Otro de los casos que despertaron el interés de los medios fueron las diligencias que se apresuró a abrir al día siguiente del apagón eléctrico en la España peninsular, ocurrido el 28 de abril de 2025, coincidiendo en que estaba esa semana de guardia, por si pudiese tratarse de ciberterrorismo.
Tras mantener varios meses sus pesquisas bajo secreto, el pasado mes de enero, acabó dándoles carpetazo al constatar que no había aparecido "un mínimo indicio" de que se tratase de un "sabotaje terrorista".
También fue destacada su intervención en la causa en la que terminó procesando por un millonaria estafa al creador de la plataforma Madeira Invest, Álvaro Romillo, que confesó haber entregado 100.000 euros al eurodiputado Luis Pérez, conocido como Alvise.

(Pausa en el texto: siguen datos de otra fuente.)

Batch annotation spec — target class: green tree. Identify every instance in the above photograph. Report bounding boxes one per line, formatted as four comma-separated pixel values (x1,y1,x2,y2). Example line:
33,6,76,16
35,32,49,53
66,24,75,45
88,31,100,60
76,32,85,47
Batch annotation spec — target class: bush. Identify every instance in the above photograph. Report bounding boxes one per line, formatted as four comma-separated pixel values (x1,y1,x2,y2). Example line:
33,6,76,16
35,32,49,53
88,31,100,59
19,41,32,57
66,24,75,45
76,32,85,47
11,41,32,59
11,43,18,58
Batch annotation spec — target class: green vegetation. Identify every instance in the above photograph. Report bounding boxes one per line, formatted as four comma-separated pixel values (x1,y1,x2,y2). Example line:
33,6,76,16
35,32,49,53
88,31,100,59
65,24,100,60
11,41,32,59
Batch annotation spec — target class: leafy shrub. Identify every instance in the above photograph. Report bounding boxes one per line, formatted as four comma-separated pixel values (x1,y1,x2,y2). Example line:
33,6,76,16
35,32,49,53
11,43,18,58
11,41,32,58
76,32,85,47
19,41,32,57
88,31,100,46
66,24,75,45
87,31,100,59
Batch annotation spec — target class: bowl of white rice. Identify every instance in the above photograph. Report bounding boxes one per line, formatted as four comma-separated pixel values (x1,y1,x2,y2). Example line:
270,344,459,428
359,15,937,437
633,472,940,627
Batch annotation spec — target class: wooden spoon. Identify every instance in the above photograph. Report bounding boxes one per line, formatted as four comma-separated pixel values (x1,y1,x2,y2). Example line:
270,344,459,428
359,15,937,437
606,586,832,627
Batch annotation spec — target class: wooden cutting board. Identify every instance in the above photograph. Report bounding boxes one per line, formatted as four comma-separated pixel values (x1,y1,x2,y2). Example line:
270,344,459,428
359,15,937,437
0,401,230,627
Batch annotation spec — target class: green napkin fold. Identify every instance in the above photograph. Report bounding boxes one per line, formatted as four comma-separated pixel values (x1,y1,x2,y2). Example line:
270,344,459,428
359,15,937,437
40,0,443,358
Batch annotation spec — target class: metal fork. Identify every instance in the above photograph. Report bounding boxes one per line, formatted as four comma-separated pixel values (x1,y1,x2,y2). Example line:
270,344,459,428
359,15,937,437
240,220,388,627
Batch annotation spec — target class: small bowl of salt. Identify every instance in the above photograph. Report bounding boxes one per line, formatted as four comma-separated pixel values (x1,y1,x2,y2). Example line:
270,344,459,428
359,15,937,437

Entre los primeros casos que tramitó a su llegada al Juzgado Central de Instrucción número 4 de la Audiencia Nacional, en diciembre de 2018, tras dos décadas al frente del Juzgado de Instrucción número 15 de Madrid, destaca el del Banco Popular que heredó del anterior titular del Juzgado, el magistrado Fernando Andreu, que pasó a engrosar la Sala de lo Penal de la Audiencia Nacional.
Tras varios años de instrucción, en noviembre de 2024 abrió finalmente juicio oral al expresidente del Banco Popular Ángel Ron, a doce exdirectivos y a la auditora PwC por estafa en la ampliación de capital de 2016, e impuso una fianza provisional de cerca de 2.277 millones de euros.
Antes de llegar a Madrid, su primer destino fue en un juzgado de instrucción de Sigüenza, en el que ingresó en 1988 y que dejó en 1990 para trasladarse al Juzgado de instrucción número 17 de Barcelona, en el que estuvo tres años para pasar después otros tres años, hasta 1996, en un juzgado de instrucción de Valaldolid.